At Wat Ambavana there are 4 or 5 former monks who have become hungry ghosts and come to receive the merit transferred on every Buddhist holy day. I am not sure if any of you have seen them. I asked, “Aren’t you reborn yet?” They said, “No, sir. My karma has not ended.” They come to beg around here, Luang Tah Fueng for one. Another one is called Luang Tah Gao. He is still around and comes every Buddhist holy day. His place is yonder, beside the Uposatha Hall. He comes to receive the share of merit from people who offer sanghadana. He also peeks about the meditation hall to see if there is any practicer who has attained higher states. He then approaches to beg for a share of merit. Anyone who has not made progress has never been asked. Hungry ghosts do not go to the house of people without virtues and fortunes. A hungry ghost can enter any house like a beggar. Can a hungry ghost enter the Uposatha Hall? Yes! But demons cannot.

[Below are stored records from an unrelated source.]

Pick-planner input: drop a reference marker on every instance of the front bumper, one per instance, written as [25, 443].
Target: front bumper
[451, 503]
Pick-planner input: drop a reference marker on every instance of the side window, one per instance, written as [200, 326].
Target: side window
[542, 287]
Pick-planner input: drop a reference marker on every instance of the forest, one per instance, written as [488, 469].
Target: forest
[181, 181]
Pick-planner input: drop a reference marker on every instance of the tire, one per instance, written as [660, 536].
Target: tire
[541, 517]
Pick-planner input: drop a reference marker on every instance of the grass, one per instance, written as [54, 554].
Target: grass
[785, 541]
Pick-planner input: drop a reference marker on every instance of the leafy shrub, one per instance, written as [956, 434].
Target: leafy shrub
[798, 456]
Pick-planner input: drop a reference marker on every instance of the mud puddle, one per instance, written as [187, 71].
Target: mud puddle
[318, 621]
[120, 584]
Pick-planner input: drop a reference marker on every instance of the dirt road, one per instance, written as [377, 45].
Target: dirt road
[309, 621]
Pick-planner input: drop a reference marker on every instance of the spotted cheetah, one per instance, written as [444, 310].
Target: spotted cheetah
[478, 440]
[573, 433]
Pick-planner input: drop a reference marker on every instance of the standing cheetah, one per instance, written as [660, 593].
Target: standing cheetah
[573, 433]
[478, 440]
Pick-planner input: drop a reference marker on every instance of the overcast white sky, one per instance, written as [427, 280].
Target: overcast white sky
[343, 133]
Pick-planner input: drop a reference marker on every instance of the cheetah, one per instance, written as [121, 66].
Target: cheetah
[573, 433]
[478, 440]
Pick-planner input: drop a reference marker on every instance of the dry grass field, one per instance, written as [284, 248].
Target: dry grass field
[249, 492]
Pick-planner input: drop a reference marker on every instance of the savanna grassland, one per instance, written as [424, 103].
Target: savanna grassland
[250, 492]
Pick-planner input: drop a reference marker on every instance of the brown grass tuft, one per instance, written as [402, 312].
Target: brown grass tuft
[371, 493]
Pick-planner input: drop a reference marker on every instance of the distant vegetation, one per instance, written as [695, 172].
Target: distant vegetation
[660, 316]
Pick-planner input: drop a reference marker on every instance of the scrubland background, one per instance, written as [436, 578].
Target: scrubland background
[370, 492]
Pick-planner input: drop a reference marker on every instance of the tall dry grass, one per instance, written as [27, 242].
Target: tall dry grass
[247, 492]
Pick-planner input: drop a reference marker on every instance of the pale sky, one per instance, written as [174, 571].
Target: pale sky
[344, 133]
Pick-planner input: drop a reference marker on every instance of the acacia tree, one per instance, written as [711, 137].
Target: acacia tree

If we have virtues and merit in our house, there will be deities protecting us. Demons, ferocious giants or spirits cannot enter. There is no need to find protective gadgets, ask the monk to write magic script nor spread magic sand. They cannot enter. If we chant and pay homage to the Buddha every day, also regularly practice meditation and radiate loving-kindness, those spirits cannot come into our house.
The only type of spirit that can enter is a hungry ghost. The door to hungryghost land is greed. So, they are like beggars, who can enter anywhere to bow and beg for a share of merit.
When we practice meditation, our grandparents or ancestors who have become hungry ghosts normally come to ask for merit. Anyone who hears the cries of a hungry ghost can be sure that he is your relative. If you do not hear it, then he is not your relative. Those who hear the cries, prepare to radiate lovingkindness to him. He is sure to be your relative crying for a share of merit. So, transfer the merit to him.
Not every relative from any existence goes to heaven after death. I leave you thus.